As students mine additional data from their soil samples, they will be able to fill in more pieces of the “soil puzzle” and develop an in-depth understanding of soil health, how to create and maintain it and even suggest ways to prevent problems from happening in the first place.

“Many scientists agree we have less than 60 years of topsoil left on our planet, less than 60 harvests,” Cox said. “However, if we adopt practices which rebuild our soil microbiome and therefore the soil’s health, resilience and productivity, we can avoid this catastrophe.”

Lessons for the future

Back in Australia, Belinda Nano and her students at the Armidale Waldorf School in northern New South Wales are among those reporting back to Oliver Knox and the team at UNE.

They buried a pair of undies in the school garden and were pleased to find the pair had disintegrated eight weeks later.

Nano says the experiment has fed into existing student activities, which include running the school’s worm farm, composting school waste, and organic farming on the premises.

“I think students are much more aware of how changes in the way we farm and grow food, even on a small scale, can have a significant impact on the environment,” she said.

A collage showing how a pair of cotton undies gradually disintegrate during the weeks they are buried in the ground [Courtesy of Oliver Knox]

One of the first questions the children wanted Knox to answer was why they were using undies.

Scientists have long used something called the Shirley soil-burial test fabric – but that does not have the PR appeal of undies, nor is pure cotton always easy to find.
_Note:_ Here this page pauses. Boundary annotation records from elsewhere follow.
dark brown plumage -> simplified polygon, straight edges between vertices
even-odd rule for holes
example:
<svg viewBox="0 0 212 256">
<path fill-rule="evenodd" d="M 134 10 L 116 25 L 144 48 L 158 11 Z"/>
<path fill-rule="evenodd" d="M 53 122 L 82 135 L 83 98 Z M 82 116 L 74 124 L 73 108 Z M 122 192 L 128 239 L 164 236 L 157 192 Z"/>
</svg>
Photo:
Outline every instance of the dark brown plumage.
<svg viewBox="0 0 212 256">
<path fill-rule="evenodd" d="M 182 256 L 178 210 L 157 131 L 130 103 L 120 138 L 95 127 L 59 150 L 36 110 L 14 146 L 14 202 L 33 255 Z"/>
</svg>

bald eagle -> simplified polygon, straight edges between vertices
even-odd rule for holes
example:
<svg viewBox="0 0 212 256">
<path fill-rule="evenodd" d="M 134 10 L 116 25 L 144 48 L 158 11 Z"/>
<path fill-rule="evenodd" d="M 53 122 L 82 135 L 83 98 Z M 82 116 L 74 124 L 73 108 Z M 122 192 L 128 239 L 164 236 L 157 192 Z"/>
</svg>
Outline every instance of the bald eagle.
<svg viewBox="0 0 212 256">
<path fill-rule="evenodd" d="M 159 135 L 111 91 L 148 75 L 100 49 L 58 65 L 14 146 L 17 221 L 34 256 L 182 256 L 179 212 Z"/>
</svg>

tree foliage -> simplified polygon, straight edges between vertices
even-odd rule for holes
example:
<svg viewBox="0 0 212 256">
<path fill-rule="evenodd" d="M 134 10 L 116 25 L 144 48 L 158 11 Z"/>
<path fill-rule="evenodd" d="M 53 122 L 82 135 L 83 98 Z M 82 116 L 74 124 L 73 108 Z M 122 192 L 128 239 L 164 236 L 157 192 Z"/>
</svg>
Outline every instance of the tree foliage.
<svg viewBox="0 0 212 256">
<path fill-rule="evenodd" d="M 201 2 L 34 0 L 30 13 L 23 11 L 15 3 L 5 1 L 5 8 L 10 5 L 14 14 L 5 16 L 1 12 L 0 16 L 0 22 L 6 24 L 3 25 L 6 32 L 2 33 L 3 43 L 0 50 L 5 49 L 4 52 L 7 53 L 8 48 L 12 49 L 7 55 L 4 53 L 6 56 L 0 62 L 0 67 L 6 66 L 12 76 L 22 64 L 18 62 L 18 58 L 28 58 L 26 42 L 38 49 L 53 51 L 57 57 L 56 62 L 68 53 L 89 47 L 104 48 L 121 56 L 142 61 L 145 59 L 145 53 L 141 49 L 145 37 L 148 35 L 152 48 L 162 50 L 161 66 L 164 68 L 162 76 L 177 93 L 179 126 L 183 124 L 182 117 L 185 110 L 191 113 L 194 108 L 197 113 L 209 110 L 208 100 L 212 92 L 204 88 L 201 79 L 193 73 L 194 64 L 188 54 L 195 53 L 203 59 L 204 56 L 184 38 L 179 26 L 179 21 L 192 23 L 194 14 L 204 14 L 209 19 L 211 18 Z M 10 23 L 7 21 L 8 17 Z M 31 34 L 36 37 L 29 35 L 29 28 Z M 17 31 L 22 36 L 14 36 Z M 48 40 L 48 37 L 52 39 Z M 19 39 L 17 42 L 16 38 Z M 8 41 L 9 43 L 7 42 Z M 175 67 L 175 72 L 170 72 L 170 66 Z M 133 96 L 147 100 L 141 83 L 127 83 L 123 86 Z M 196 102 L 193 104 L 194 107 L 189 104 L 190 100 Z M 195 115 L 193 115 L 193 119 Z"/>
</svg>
But a pair of polyester-cotton underpants, which tend to be made of 65 percent cotton, are likely to remain surprisingly intact after eight weeks. While the cotton might be eaten away, Knox says what remains is often a fine mesh attached to a solid waistband – the 35 percent of the product that is not cotton.

It got him thinking not only about soil health but also the material choices people make and what ends up in landfills.

“Under the right conditions, we know cotton will break down but any raw material that is blended with man-made fibres is not going to respond in the same way and might remain in our environment for a very long time,” he said. “That’s really something we should be thinking about more.”